Python Machine Learning - Code Examples

Chapter 8 - Applying Machine Learning To Sentiment Analysis

Note that the optional watermark extension is a small IPython notebook plugin that I developed to make the code reproducible. You can just skip the following line(s).


In [1]:
%load_ext watermark
%watermark -a "Sebastian Raschka" -u -d -v -p numpy,pandas,sklearn,nltk


Sebastian Raschka 
last updated: 2018-07-02 

CPython 3.6.5
IPython 6.4.0

numpy 1.14.5
pandas 0.23.1
sklearn 0.19.1
nltk 3.3

The use of watermark is optional. You can install this IPython extension via "pip install watermark". For more information, please see: https://github.com/rasbt/watermark.



Overview



Preparing the IMDb movie review data for text processing

Obtaining the IMDb movie review dataset

The IMDB movie review set can be downloaded from http://ai.stanford.edu/~amaas/data/sentiment/. After downloading the dataset, decompress the files.

A) If you are working with Linux or MacOS X, open a new terminal windowm cd into the download directory and execute

tar -zxf aclImdb_v1.tar.gz

B) If you are working with Windows, download an archiver such as 7Zip to extract the files from the download archive.

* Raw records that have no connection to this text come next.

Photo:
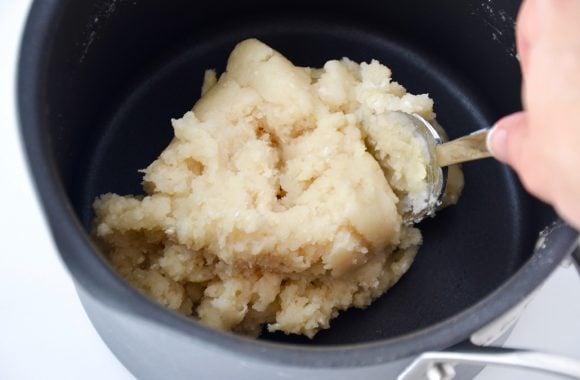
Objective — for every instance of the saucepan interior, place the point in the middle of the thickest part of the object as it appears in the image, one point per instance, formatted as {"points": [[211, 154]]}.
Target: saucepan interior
{"points": [[117, 71]]}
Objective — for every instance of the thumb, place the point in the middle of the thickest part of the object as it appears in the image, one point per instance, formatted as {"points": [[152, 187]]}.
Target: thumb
{"points": [[505, 138]]}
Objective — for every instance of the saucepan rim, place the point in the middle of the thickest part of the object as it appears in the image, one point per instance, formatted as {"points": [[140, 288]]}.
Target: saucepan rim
{"points": [[97, 278]]}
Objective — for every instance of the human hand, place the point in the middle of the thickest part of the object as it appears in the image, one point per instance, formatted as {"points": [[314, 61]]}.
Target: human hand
{"points": [[542, 143]]}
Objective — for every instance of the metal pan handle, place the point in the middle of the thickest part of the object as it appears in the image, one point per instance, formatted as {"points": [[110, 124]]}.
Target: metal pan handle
{"points": [[440, 365]]}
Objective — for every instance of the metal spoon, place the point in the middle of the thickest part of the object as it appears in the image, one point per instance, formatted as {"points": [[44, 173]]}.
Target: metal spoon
{"points": [[443, 154]]}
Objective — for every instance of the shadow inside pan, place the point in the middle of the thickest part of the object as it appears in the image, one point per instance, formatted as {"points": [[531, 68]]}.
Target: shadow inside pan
{"points": [[469, 249]]}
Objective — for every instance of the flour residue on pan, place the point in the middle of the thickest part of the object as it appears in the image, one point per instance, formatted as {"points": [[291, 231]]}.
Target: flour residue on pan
{"points": [[500, 23], [102, 14]]}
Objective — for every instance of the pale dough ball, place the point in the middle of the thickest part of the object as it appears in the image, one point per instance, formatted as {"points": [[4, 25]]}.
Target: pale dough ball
{"points": [[277, 202]]}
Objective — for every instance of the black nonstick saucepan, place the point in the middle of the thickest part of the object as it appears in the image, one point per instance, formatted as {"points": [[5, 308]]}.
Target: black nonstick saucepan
{"points": [[98, 82]]}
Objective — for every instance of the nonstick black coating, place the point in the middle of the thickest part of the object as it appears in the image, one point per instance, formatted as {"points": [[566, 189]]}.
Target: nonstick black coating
{"points": [[469, 249], [96, 104]]}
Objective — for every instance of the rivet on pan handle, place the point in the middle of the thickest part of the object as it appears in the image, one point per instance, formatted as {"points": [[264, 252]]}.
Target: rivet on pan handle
{"points": [[440, 365]]}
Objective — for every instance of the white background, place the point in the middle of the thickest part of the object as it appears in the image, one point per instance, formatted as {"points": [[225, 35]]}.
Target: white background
{"points": [[44, 332]]}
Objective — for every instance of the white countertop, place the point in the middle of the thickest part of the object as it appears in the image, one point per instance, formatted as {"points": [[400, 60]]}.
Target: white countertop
{"points": [[45, 333]]}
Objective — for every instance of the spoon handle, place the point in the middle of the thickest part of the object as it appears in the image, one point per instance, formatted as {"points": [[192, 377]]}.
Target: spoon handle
{"points": [[466, 148]]}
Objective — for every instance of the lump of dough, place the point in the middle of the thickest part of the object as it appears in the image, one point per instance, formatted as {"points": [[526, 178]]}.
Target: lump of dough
{"points": [[277, 202]]}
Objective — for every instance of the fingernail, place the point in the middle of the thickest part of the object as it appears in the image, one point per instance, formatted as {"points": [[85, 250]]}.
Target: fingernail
{"points": [[497, 143]]}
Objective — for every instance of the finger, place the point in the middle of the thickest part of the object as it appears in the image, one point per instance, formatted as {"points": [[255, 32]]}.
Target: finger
{"points": [[506, 137]]}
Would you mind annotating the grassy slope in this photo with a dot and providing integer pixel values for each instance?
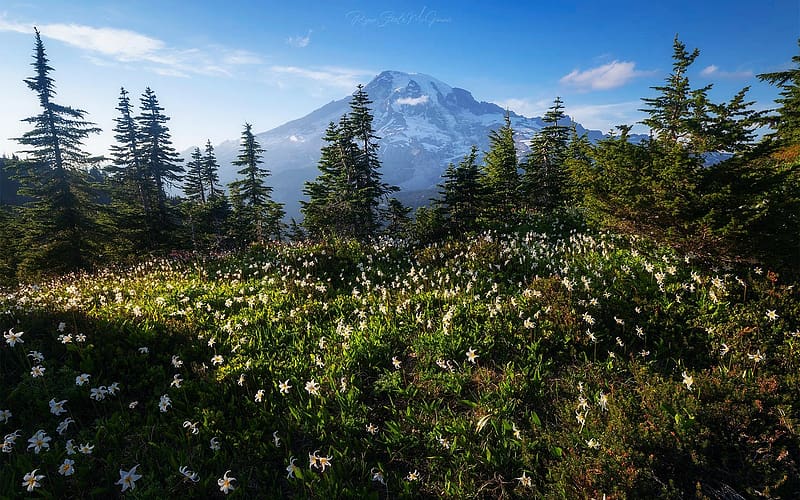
(604, 366)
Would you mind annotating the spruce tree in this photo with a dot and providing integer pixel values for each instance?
(544, 180)
(253, 194)
(501, 176)
(61, 230)
(161, 163)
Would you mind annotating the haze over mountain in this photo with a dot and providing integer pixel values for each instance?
(423, 123)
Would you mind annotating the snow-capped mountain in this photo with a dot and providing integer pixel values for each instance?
(424, 124)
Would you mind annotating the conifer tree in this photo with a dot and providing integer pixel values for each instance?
(501, 176)
(544, 180)
(61, 229)
(161, 163)
(252, 194)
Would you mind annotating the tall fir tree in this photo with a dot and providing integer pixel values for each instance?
(544, 181)
(161, 163)
(253, 195)
(501, 175)
(61, 228)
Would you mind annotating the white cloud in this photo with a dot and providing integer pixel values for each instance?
(608, 76)
(413, 101)
(713, 70)
(346, 78)
(299, 41)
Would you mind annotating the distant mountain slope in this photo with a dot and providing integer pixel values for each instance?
(424, 124)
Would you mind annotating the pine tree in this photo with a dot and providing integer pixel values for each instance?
(253, 195)
(501, 176)
(61, 230)
(461, 193)
(161, 163)
(544, 180)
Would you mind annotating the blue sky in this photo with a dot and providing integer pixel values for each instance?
(215, 65)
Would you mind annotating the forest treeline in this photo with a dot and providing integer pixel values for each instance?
(709, 180)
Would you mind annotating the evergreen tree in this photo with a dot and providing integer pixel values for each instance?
(253, 199)
(61, 229)
(501, 178)
(544, 180)
(461, 193)
(161, 163)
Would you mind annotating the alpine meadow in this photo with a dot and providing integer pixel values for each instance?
(437, 298)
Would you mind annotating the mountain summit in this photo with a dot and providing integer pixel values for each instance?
(423, 123)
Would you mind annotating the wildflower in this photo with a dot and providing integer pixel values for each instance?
(189, 474)
(524, 481)
(176, 361)
(57, 408)
(127, 479)
(39, 440)
(62, 426)
(12, 339)
(312, 387)
(602, 401)
(688, 380)
(292, 469)
(224, 483)
(214, 444)
(191, 426)
(98, 393)
(377, 475)
(67, 468)
(758, 357)
(163, 403)
(31, 480)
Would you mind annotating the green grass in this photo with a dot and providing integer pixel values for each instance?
(582, 341)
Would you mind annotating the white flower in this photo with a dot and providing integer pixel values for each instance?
(31, 480)
(189, 474)
(67, 468)
(224, 483)
(57, 408)
(12, 339)
(127, 479)
(39, 440)
(688, 380)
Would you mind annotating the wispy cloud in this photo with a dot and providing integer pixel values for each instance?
(608, 76)
(713, 70)
(106, 46)
(300, 41)
(413, 101)
(346, 78)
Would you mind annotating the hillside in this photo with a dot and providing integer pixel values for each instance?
(557, 362)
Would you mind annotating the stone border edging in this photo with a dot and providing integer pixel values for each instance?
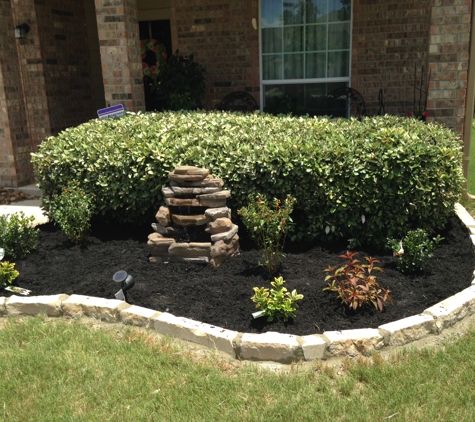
(269, 346)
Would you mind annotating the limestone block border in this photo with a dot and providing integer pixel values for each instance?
(270, 346)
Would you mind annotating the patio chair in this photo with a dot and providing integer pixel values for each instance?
(344, 102)
(238, 101)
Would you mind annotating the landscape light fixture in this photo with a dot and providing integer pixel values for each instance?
(21, 31)
(127, 282)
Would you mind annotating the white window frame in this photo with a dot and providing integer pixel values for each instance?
(265, 82)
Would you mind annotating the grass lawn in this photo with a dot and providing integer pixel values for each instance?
(471, 170)
(65, 370)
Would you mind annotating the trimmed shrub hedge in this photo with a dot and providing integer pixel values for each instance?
(366, 180)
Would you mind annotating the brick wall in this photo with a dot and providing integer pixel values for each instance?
(220, 35)
(448, 57)
(390, 39)
(15, 169)
(120, 53)
(64, 62)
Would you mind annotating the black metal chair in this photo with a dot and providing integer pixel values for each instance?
(344, 102)
(238, 101)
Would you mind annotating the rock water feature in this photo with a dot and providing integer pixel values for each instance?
(195, 224)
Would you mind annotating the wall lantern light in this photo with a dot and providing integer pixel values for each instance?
(127, 282)
(21, 31)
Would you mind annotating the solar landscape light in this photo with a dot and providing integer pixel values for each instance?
(21, 31)
(127, 282)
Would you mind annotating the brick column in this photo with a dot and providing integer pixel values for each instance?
(118, 29)
(15, 168)
(448, 60)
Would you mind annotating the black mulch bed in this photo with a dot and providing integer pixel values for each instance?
(221, 296)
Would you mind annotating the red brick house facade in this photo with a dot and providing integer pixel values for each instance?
(81, 55)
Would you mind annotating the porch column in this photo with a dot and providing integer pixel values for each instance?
(15, 168)
(118, 28)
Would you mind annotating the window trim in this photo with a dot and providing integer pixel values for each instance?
(265, 82)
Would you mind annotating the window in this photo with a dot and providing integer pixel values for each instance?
(305, 51)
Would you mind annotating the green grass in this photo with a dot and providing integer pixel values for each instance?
(61, 370)
(471, 170)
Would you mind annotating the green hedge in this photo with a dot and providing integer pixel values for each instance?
(365, 180)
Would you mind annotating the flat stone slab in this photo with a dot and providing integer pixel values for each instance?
(168, 231)
(188, 250)
(104, 309)
(453, 309)
(183, 202)
(163, 216)
(190, 220)
(353, 342)
(208, 181)
(223, 194)
(158, 239)
(196, 332)
(226, 235)
(408, 329)
(270, 346)
(139, 316)
(180, 190)
(35, 305)
(215, 213)
(210, 202)
(168, 193)
(219, 225)
(173, 175)
(191, 170)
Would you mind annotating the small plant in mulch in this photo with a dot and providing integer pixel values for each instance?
(268, 226)
(414, 250)
(355, 283)
(278, 302)
(17, 235)
(7, 273)
(72, 210)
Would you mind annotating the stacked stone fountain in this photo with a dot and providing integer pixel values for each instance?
(195, 201)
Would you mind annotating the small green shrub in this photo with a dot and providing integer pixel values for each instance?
(17, 235)
(355, 283)
(269, 226)
(72, 210)
(367, 180)
(414, 250)
(7, 273)
(278, 302)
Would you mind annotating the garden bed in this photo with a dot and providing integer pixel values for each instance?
(221, 296)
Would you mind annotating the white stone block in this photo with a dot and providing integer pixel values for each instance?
(314, 347)
(34, 305)
(408, 329)
(270, 346)
(139, 316)
(104, 309)
(464, 215)
(353, 342)
(3, 309)
(453, 309)
(196, 332)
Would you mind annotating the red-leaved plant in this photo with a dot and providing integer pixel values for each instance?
(355, 283)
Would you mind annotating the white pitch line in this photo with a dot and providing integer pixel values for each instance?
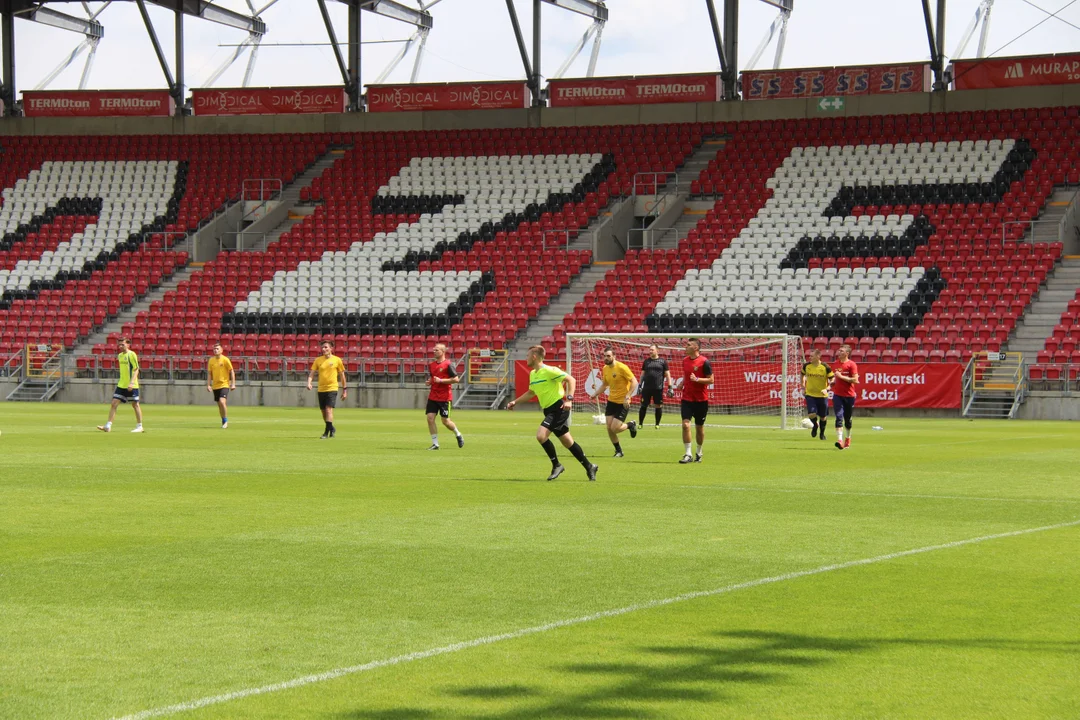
(457, 647)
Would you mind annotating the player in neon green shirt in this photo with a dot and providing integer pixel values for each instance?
(126, 386)
(545, 384)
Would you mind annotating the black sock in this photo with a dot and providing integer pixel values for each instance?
(579, 454)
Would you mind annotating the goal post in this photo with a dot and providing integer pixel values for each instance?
(757, 378)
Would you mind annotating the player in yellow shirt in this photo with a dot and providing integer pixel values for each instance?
(126, 386)
(621, 384)
(331, 371)
(220, 378)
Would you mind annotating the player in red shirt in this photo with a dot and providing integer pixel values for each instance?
(845, 379)
(441, 378)
(697, 377)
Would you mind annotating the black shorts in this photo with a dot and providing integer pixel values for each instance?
(556, 419)
(439, 407)
(616, 410)
(845, 408)
(652, 396)
(694, 410)
(125, 395)
(818, 406)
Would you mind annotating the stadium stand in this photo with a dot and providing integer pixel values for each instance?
(901, 234)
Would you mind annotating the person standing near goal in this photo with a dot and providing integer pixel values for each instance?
(545, 384)
(442, 377)
(621, 383)
(697, 378)
(653, 374)
(815, 379)
(845, 379)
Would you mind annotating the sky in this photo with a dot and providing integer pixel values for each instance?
(473, 40)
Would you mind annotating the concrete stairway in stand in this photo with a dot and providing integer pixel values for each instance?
(1030, 334)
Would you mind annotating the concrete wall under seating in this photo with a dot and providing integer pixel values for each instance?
(631, 114)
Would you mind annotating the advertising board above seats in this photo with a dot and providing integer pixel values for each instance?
(97, 104)
(991, 72)
(448, 96)
(841, 82)
(634, 90)
(268, 100)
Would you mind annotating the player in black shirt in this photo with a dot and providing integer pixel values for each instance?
(653, 374)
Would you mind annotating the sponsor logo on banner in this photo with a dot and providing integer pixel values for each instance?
(268, 100)
(97, 104)
(633, 91)
(447, 96)
(825, 82)
(882, 385)
(1016, 71)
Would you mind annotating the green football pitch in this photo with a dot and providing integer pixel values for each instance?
(930, 571)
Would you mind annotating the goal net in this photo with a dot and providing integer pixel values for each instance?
(757, 378)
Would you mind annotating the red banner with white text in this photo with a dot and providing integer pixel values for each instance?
(97, 104)
(1016, 71)
(448, 96)
(829, 82)
(922, 385)
(642, 90)
(268, 100)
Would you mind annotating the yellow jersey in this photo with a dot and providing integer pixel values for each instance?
(220, 369)
(328, 368)
(815, 379)
(619, 378)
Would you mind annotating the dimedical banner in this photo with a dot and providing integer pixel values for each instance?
(752, 384)
(97, 104)
(448, 96)
(268, 100)
(829, 82)
(642, 90)
(1016, 71)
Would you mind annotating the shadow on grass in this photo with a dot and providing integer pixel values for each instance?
(655, 681)
(646, 678)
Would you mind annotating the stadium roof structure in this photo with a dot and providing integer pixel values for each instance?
(725, 34)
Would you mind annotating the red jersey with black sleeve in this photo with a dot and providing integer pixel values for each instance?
(842, 388)
(442, 392)
(696, 392)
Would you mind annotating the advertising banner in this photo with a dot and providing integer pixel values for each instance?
(831, 82)
(448, 96)
(97, 104)
(268, 100)
(751, 384)
(1016, 71)
(642, 90)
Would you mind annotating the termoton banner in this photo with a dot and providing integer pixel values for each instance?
(268, 100)
(831, 82)
(448, 96)
(97, 104)
(642, 90)
(1016, 71)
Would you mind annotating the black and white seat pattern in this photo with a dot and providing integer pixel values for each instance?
(763, 281)
(130, 199)
(460, 201)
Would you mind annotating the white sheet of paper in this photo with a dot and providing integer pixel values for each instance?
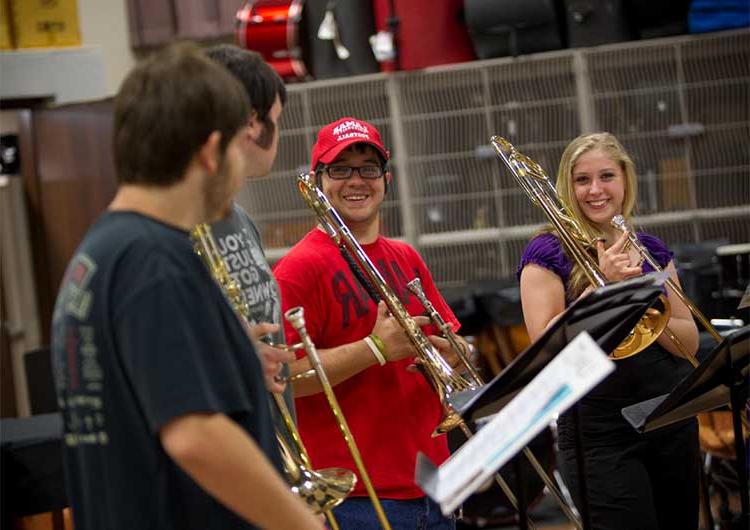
(573, 372)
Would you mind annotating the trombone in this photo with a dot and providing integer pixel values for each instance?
(536, 184)
(444, 379)
(415, 286)
(295, 316)
(618, 221)
(321, 490)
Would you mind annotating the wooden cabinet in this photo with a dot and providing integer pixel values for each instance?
(157, 22)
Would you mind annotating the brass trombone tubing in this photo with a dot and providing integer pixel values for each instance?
(205, 247)
(620, 224)
(295, 316)
(415, 286)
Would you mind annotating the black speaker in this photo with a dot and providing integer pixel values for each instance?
(41, 384)
(594, 22)
(513, 27)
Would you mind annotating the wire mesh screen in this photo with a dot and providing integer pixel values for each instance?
(679, 105)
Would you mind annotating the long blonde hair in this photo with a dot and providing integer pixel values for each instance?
(565, 190)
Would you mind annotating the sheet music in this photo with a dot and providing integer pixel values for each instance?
(572, 373)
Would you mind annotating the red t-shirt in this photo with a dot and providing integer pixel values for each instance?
(391, 412)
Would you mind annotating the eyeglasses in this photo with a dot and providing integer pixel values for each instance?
(344, 172)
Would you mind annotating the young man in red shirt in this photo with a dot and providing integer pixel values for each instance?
(392, 411)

Optional code to download and unzip the dataset via Python:


In [2]:
import os
import sys
import tarfile
import time


source = 'http://ai.stanford.edu/~amaas/data/sentiment/aclImdb_v1.tar.gz'
target = 'aclImdb_v1.tar.gz'


def reporthook(count, block_size, total_size):
    global start_time
    if count == 0:
        start_time = time.time()
        return
    duration = time.time() - start_time
    progress_size = int(count * block_size)
    speed = progress_size / (1024.**2 * duration)
    percent = count * block_size * 100. / total_size
    sys.stdout.write("\r%d%% | %d MB | %.2f MB/s | %d sec elapsed" %
                    (percent, progress_size / (1024.**2), speed, duration))
    sys.stdout.flush()


if not os.path.isdir('aclImdb') and not os.path.isfile('aclImdb_v1.tar.gz'):
    
    if (sys.version_info < (3, 0)):
        import urllib
        urllib.urlretrieve(source, target, reporthook)
    
    else:
        import urllib.request
        urllib.request.urlretrieve(source, target, reporthook)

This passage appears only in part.